Eu era muito crítico, mas acho que me dei bem. Muitos compreenderam, elogiaram. Mas críticas tinha que haver, pelo rumo da cultura no País.

— E a Massafeira: seria possível algo semelhante hoje?

Augusto— A Massafeira foi um movimento que explodiu. Ninguém é autor dele. Todos participaram. Era uma explosão da vida. Era muita gente criando, muitas coisas lindas, uma vontade de fazer. Esse é outro papel que eu acho que deve caber a uma secretaria de cultura: não querer programar, e sim incentivar. Deixar que as pessoas programem. Dali saíram vários artistas, Lúcio Ricardo, Mona Gadelha, Stélio Valle, grandes nomes, mas que ficaram espremidos.

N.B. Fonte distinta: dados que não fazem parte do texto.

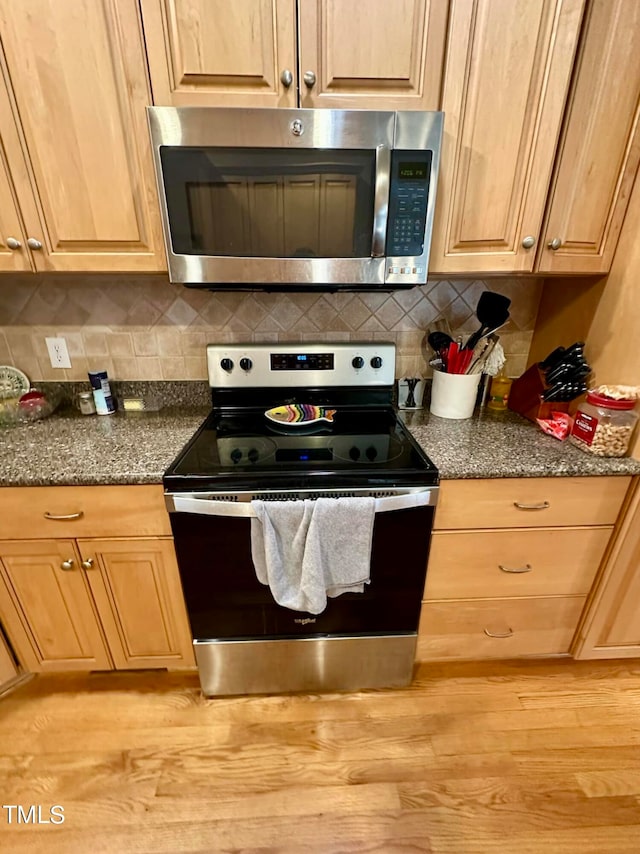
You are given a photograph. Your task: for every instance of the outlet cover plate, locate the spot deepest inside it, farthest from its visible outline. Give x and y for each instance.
(58, 353)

Como atualmente tem muitos intérpretes e instrumentistas incríveis no Ceará, mas a tendência é ficar só um fazendo sucesso. Agora, independente disso, com certeza poderia haver hoje em dia algo parecido com o que a Massafeira foi em 79. Só falta alguém coordenar, sem ser pra mostrar só as suas obras.
Daria pra fazer uma coisa forte nacionalmente, pra dar um sossegozinho aos baianos. Eles trabalham demais (risos).

— Pra completar, como é que você lida com esse título de “guru”? E o que o guru tem como objetivo, daqui por diante?

Augusto— Que guru, nada! Nunca ocupei esse lugar. Ao contrário: gurus são esses homens cultos do Ceará. Eu soube me aproximar deles. Mas nunca me achei guru.
Eu sempre tive foi tendência a ligar as pessoas, aproximar quem nem sonhava em se encontrar. Os amigos de hoje são os de sempre, o Rodger, o Francis (Vale, cineasta e produtor), o Fausto (Nilo, compositor), que é minha grande inveja. Eu queria ser o Fausto Nilo, quando eu crescer (risos).

Hoje, com 70 anos, moro com duas das minhas quatro filhas, e quero é viver mais. É muito bom estar vivo nesse momento, o País sendo feito, as pessoas reclamando, mas sem parar pra entender, né?
Se houver uma crise de sinceridade, aí melhora tudo. Imagina as pessoas confessando que não sabem fazer tudo, admitindo que precisam do outro. Olha que sonho! Antigamente era assim, e a gente fazia as coisas.